= Steven Bonspille =

Mohawk political leader

Steven Bonspille (Mohawk) is a political leader; he was Grand Chief (2005-2008) of the Kanesatake community located northwest of Montreal, Quebec, Canada.

==History==
Bonspille is a traditionalist, elected to the chiefs' council in 2001. The community had adopted a new system of electoral politics in 1991, following the Oka Crisis. Formerly chiefs were selected by clan mothers as part of a traditional, hereditary system based in matrilineal kinship. Children are considered born into their mother's clans in the community, and derive their status from the mother.

In the early 2000s, Bonspille became a key figure in a power struggle in the government of Kanesatake. He and two other traditionalist chiefs at the time, Pearl Bonspille and John Harding (Sha ko hen the tha), opposed then-Grand Chief James Gabriel (1996-2004), who had been elected three times. These three men generally considered Gabriel a modernist.

Journalist Benoit Aubin has observed that there are strains of ethnic tension among people in the community.

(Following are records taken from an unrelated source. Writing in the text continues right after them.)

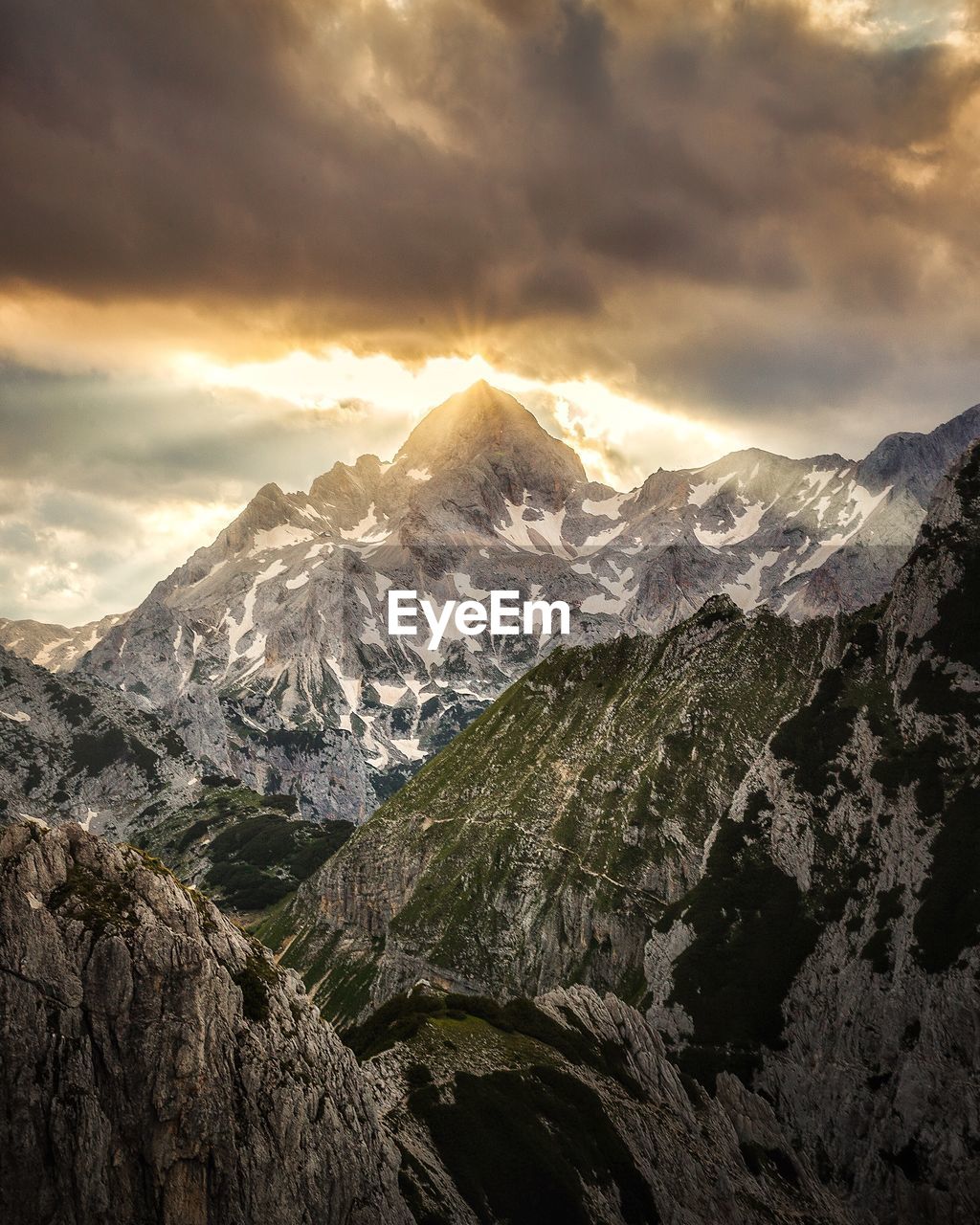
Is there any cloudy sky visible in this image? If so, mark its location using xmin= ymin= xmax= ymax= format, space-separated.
xmin=0 ymin=0 xmax=980 ymax=624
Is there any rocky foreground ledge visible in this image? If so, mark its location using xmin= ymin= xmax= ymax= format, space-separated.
xmin=0 ymin=823 xmax=412 ymax=1225
xmin=0 ymin=822 xmax=855 ymax=1225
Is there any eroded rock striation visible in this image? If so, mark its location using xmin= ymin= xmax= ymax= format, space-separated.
xmin=0 ymin=823 xmax=412 ymax=1225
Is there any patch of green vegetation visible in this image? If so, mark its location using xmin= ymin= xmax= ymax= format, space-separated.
xmin=302 ymin=942 xmax=380 ymax=1025
xmin=408 ymin=1064 xmax=659 ymax=1225
xmin=341 ymin=991 xmax=643 ymax=1100
xmin=50 ymin=863 xmax=136 ymax=936
xmin=135 ymin=775 xmax=354 ymax=911
xmin=232 ymin=953 xmax=278 ymax=1022
xmin=861 ymin=884 xmax=905 ymax=974
xmin=250 ymin=893 xmax=295 ymax=953
xmin=71 ymin=724 xmax=159 ymax=779
xmin=770 ymin=668 xmax=858 ymax=795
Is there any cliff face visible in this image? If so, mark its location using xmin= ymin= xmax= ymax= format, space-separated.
xmin=647 ymin=447 xmax=980 ymax=1222
xmin=266 ymin=446 xmax=980 ymax=1225
xmin=0 ymin=823 xmax=411 ymax=1225
xmin=0 ymin=647 xmax=201 ymax=838
xmin=350 ymin=988 xmax=858 ymax=1225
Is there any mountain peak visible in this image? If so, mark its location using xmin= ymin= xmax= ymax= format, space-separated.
xmin=394 ymin=379 xmax=588 ymax=487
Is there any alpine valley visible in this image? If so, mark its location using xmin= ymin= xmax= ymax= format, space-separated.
xmin=0 ymin=382 xmax=980 ymax=831
xmin=0 ymin=384 xmax=980 ymax=1225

Harding and Gabriel both have mixed ancestry, but Harding's mother is Mohawk, so he belongs to her clan under the matrilineal system. Gabriel has a Mohawk father and is a registered member of the community, but his mother is not Mohawk.

Among the issues, the traditionalists were concerned about Gabriel's trying to reduce sales of contraband cigarettes. Most importantly, they opposed his having hired private police forces (with funding from Ottawa) for a drug raid to be conducted in the community in January 2004. More than 200 protesters confined these officers to the police station, and that night there was violence and arson in the community. Numerous people were prosecuted. Grand Chief Gabriel left the community for his safety after his house and car were burned. During an interim period, traditionalists created a police force in the community; an official interim police director provided support to those Mohawk living in Oka, Quebec, which surrounds Kanesatake.

In 2005 Bonspille defeated Gabriel in the popular election for grand chief. A slate of six persons were elected to the chiefs' council (band council), replacing both Harding and Pearl Bonspille. All were supporters of James Gabriel. After finishing his term in 2008, Bonspille moved with his family to adjacent Oka, Quebec.